Newsweek has followed up its retracted story alleging that U.S. servicemen had flushed a Koran down the toilet at Guantanamo Bay. It turns out that there is a record of Koran-flushing, but it wasn't Americans who did it:
In three cases, detainees tried to stuff pages from their Qur'ans down their toilets, according to the Defense Department's account of what is in the guards' reports. . . . Prison commanders concluded that certain hard-core prisoners would try to agitate the other detainees by alleging disrespect for Muslim articles of faith.
And what about "abuse" of the Koran by soldiers? Well, here's what Newsweek was able to document:
In fewer than a dozen log entries from the 31,000 documents reviewed so far, said [Pentagon spokesman Lawrence] Di Rita, there is a mention of detainees' complaining that guards or interrogators mishandled their Qur'ans. In one case, a female guard allegedly knocked a Qur'an from its pouch onto the detainee's bed. In another alleged case, said Di Rita, detainees became upset after two MPs [military policemen], looking for contraband, felt the pouch containing a prisoner's Qur'an. While questioning a detainee, an interrogator allegedly put a Qur'an on top of a TV set, took it off when the detainee complained, then put it back on. In another alleged instance, guards somehow sprayed water on a detainee's Qur'an.
That's it.

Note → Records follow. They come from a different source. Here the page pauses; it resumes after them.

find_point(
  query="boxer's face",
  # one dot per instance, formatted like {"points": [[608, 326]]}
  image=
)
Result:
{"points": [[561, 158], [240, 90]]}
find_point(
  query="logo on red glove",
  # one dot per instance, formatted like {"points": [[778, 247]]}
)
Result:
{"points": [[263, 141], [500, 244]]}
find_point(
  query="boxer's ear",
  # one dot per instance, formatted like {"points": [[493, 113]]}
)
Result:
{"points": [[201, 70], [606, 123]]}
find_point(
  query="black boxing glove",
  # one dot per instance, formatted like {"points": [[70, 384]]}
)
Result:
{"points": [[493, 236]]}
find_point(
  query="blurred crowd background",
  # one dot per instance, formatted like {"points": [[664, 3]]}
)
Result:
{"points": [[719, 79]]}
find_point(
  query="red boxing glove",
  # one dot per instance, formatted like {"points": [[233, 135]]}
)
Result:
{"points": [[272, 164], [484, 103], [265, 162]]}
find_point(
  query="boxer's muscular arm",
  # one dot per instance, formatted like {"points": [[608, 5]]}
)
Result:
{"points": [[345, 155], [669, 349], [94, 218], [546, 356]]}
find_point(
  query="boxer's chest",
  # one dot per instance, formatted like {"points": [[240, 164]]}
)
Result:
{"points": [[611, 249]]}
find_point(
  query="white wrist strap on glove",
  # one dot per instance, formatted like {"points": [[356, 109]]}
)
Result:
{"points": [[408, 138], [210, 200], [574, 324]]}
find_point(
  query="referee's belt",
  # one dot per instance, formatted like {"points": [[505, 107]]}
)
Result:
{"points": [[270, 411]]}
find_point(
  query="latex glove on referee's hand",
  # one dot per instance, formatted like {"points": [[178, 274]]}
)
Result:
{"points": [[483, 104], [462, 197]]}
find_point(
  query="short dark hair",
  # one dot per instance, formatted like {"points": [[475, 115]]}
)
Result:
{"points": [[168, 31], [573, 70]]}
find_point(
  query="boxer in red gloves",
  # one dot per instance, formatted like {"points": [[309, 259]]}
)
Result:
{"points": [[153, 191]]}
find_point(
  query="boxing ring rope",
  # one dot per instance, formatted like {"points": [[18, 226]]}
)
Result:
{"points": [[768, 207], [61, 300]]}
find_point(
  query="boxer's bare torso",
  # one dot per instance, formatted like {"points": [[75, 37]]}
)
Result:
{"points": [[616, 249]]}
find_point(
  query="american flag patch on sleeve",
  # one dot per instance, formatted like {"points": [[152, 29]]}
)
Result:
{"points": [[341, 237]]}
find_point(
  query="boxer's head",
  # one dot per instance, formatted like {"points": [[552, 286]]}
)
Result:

What's more, after a December 2002 incident in which "a guard inadvertently knocked a Qur'an from its pouch onto the floor," the Guantanamo commanders "issued precise rules to respect the 'cultural dignity of the Koran thereby reducing the friction over the searching of the Korans.' "
So assuming Newsweek has the story right this time--and you can bet they were extra careful--it's clear that those journalists who defended the original report as "fake but accurate" were only showing their own deep prejudice against the U.S. military.
In a defense of Newsweek just out in The New Yorker, Hendrik Hertzberg concludes by warning of the danger that "we'll lose sight of what we're fighting for, and, little by little, become the mirror of what we're fighting against." Isn't that precisely what's happened to the press, as it has lost sight of accuracy in the pursuit of a political agenda?